Monday, May 11, 2020

Child of Fortune

Originally posted on 3/25/20.

Author: Yuko Tsushima.

Genre: Feminist fiction, psychological.

Year of Original Publication: 1978.

Page Number: 153.

First Line: "...Earth's primeval atmosphere was not yet, as it is now, 'homogenized.'"

Any Triggers? No, I don't think so.

Summary: At thirty-seven years old, Koko has not lived a life that follows the social norms of 1970s Japan. She's a divorcee raising her daughter alone in their tiny apartment, living off the tiny salary she makes as a part-time piano teacher. But her relationship with her eleven-year-old daughter Kayako has not been going well recently. Kayako has decided to live with and go to a private school paid by Koko's sister, who openly disapproves of Koko's parenting. Koko knows that her sister is turning her daughter against her, but all Kayako sees is that her Aunt's family has the normal lifestyle she wants. As if things couldn't get more complicated, Koko notices that she's showing signs of pregnancy after a casual fling with a friend of her ex-husband. Then the book starts.

My Thoughts: So as you know if you read my list of books I've read in 2019, I've been trying to write this review for a very long time. I had never heard of this book when I purchased it from a Singapore bookshop last year, being enticed by it's cover design and first line. You may recognize the author's name from the recently (and posthumously) published Territory of Light. But while that book is getting a lot of attention, Child of Fortune is somewhat obscure.

You're going to have to excuse me if this review rambles a bit. I loved Child of Fortune, but I've found it very hard to articulate why. While this book does have a plot that twists and turns in interesting ways, the plot really isn't the point of the book. It's more of a psychological character study. Most of the story takes place inside Koko's memories, thoughts, and dreams. It puts you inside the head of an intelligent but flawed and lonely woman.

Throughout the book I wrestled with whether or not I thought Koko was a good mother. At the end I decided that she was, or at least she had the capability to be one if she lived in a culture that supported single mothers. It's really easy to empathize with her position even though she's not perfect and doesn't always make the right choices.

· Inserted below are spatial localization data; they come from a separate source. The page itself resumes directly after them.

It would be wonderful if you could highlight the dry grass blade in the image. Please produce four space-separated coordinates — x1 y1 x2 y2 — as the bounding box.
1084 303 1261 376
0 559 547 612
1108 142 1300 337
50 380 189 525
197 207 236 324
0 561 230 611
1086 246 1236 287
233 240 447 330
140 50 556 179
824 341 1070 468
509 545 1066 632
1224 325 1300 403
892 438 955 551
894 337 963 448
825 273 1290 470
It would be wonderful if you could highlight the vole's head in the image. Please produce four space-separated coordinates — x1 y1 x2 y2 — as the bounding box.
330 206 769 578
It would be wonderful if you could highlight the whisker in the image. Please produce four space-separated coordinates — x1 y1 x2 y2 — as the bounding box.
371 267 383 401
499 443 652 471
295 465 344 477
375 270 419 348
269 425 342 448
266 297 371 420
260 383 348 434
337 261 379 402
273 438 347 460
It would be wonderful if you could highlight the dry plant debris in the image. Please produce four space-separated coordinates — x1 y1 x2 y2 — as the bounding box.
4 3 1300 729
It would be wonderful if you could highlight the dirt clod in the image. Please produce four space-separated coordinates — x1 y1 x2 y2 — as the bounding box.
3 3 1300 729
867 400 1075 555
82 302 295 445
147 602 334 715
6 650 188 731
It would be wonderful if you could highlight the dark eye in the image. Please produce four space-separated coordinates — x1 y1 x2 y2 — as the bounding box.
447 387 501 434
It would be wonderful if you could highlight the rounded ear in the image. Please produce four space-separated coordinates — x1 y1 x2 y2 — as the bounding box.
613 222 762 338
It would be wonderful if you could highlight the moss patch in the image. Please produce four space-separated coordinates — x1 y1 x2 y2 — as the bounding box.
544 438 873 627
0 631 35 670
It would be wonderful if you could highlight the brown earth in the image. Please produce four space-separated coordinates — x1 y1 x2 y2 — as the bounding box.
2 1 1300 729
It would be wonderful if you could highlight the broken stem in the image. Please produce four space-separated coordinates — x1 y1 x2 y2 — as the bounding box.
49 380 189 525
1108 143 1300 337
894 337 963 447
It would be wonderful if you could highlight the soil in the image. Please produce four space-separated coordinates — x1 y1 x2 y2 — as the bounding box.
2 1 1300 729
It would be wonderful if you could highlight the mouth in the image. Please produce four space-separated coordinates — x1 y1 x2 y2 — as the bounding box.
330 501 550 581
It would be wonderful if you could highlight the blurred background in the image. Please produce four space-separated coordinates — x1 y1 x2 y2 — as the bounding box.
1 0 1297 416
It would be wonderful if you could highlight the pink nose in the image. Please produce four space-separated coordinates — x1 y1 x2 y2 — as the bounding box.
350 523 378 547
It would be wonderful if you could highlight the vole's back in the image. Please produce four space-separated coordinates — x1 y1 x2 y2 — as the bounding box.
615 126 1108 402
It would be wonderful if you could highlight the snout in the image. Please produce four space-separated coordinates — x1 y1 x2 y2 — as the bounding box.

The book does a good job painting a picture of a culture that just cannot conceive of any reason why a woman would divorce her husband unless he was abusive. Koko is viewed as an irresponsible single mother by the rest of society, and the pressure to become "respectable" and just get married is constant. A lot of the shaming comes from Koko's sister Shoko, who I hated. She is constantly condescending to Koko. She inspired close to Dolores Umbridge levels of hate in me. She's a rigidly conservative woman who I'm sure believes that she's just trying to help, but is actually just trying to take control of the parenting because she views her sister as incompetent.

Koko's main character flaw is that she's aimless and complacent. She doesn't really know what she wants to do with her life, she keeps sleeping with men that have nothing to offer her, she's not great at setting boundaries with her sister, and she really needs some female friends. But she clearly loves her daughter despite the difficulties in their relationship. And she has such interesting, complex thoughts that I half wished that she took Kayako and moved to a writers commune in the woods or something. I also liked Kayako's character. She's not a complete brat nor is she unbearably twee. I found her to be a realistic child with realistic child concerns and opinions. She loves her mother but like a lot of kids in unconventional living situations she just wants things to be easier.

The reason why I said that this book is somewhat obscure is because it did get some clout as a work of feminist literature when it came out, winning the Women of Literature prize in Japan. But I have never seen it in an American bookstore. Unfortunately, I think this book is still relevant today as the cultural idea of single mothers being selfish and irresponsible has not completely died yet. At the very least I'm hoping someone famous like Emma Watson could make this part of their book club so it can get some attention here in the States.